Кстати, не исключено было, что какой-нибудь отдел института с помощью регуляторов другого рода успешно занимается провоцированием или успокоением землетрясений и наводнений. То есть разбирается с той частью судьбы, которая находится за пределами мира людей.
Бореевцы уже умели приманивать «раздражителем» те метантропные (пришлось полюбить такое гадкое слово) матрицы, которые заставляли наших подопытных беситься, злобствовать, иногда кого-то уважать и обожать. И вкладывать в это дело достаточно воли, чтобы иметь желаемый результат. Матричные регуляторы через мотивы, стремления и волю исправно управляли состоянием и взаимодействием людей - короче, тянули ниточки судьбы.
Ну, а нам оставалось при этом следить за гормональными показателями организма, кровяным давлением, альфа-ритмами, тепловым рисунком мозга и прочими следствиями.
Например, обожание стало таким напористым, что двое пациентов записались в «голубые», хоть некогда были грозой женскому полу и беглецами от алиментов. Единственная дама из числа «отдыхающих» едва не сделалась - несмотря на непомерные размеры и страшную личину - объектом группового изнасилования. То есть самой лакомой конфеткой. Хотя навались она хотя бы случайно на какого-нибудь любовника, и тот бы хрустнул и брызнул. Пришлось ее запереть на ключ, а всем лакомкам выдать западные бабозаменители да накачать умиротворителем-бромом, чтоб из ушей потекло. И все равно самый оз-з-зверевший самец каким-то образом перегрыз замок и вступил в преступную связь с этим трясущимся центнером жира. Он нашел свою судьбу.
Дежурный начальник смены, кстати, не воспрепятствовал самозванному самцу в этом бесстыдстве - видимо, имел какие-то дополнительные указания от Бореева.
Когда вызывались матрицы-регуляторы «горячего энтузиазма» и «глубокой ответственности», пациенты с неукротимым упорством и с выписанной на лицах внимательностью бросались обучаться разным ремеслам, в том числе плетению лаптей и вышиванию гладью. Дополнительным воздействием матрицы «полного спокойствия» удавалось достичь того, что двенадцать часов подряд наши подопытные без устали вышивали или вязали, на призывы к приему пищи не откликались, мочились под себя, то есть пребывали в состоянии «трудовой нирваны».
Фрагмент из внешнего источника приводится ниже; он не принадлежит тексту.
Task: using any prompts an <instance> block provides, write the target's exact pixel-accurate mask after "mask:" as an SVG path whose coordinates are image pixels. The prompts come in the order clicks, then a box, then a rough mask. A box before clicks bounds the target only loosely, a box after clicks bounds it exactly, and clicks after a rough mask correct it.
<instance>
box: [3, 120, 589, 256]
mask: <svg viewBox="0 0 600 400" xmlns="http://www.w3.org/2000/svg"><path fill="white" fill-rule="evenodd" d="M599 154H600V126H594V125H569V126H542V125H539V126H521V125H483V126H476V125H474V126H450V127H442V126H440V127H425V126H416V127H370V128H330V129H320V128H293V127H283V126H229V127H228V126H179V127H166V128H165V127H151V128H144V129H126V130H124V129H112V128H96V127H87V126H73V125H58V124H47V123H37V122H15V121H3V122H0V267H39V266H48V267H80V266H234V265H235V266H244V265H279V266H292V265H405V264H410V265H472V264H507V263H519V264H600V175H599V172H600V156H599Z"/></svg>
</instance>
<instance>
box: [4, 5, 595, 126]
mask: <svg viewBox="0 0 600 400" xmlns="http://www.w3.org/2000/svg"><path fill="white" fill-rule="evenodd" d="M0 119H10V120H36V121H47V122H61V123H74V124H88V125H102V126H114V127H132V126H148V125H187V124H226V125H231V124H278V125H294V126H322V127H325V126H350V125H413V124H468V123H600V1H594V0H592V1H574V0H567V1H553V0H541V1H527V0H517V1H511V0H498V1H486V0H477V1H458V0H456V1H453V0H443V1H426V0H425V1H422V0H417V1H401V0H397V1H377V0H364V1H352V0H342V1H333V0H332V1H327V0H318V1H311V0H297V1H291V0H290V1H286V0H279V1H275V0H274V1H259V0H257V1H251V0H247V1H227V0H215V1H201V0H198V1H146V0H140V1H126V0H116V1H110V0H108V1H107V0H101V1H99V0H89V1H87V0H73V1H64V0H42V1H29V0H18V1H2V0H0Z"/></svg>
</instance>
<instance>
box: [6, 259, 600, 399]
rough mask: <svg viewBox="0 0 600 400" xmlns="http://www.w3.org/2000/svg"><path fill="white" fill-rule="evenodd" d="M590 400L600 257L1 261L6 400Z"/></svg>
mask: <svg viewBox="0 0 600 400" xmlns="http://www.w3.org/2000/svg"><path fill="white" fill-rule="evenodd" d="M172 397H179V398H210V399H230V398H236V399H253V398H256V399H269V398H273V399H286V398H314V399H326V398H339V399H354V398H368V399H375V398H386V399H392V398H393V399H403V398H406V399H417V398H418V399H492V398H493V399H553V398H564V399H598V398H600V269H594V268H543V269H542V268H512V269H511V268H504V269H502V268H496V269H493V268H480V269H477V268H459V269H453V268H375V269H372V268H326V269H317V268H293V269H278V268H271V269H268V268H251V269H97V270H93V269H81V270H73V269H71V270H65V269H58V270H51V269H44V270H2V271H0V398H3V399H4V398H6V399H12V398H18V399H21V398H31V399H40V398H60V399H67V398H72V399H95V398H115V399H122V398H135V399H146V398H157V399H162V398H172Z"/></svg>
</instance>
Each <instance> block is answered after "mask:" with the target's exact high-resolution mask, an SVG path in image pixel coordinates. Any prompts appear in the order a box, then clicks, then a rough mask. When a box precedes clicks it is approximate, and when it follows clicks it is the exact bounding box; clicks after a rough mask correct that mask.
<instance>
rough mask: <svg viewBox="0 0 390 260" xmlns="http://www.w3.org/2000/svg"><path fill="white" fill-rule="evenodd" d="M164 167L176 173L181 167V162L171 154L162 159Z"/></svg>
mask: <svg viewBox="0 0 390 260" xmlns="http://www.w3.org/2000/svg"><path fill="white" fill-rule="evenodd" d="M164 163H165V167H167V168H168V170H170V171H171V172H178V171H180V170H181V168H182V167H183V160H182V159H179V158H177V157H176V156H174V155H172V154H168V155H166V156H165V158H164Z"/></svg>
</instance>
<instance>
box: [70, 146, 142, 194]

Короче, за их рабочую биографию можно было теперь не беспокоится. А Бореев вполне уверился, что как минимум проблему трудовой дисциплины, прогулов и интенсификации труда мы решили. И с так называемой «свободой воли» мы расправились, и в головах подопытных перестали гулять свисты. Что это было устроено с помощью нечистой силы - профессора не тревожило. Он собирался смело прививать общественно полезные формы инстинктивного поведения, чтобы в итоге придти к назначаемой и программируемой судьбе.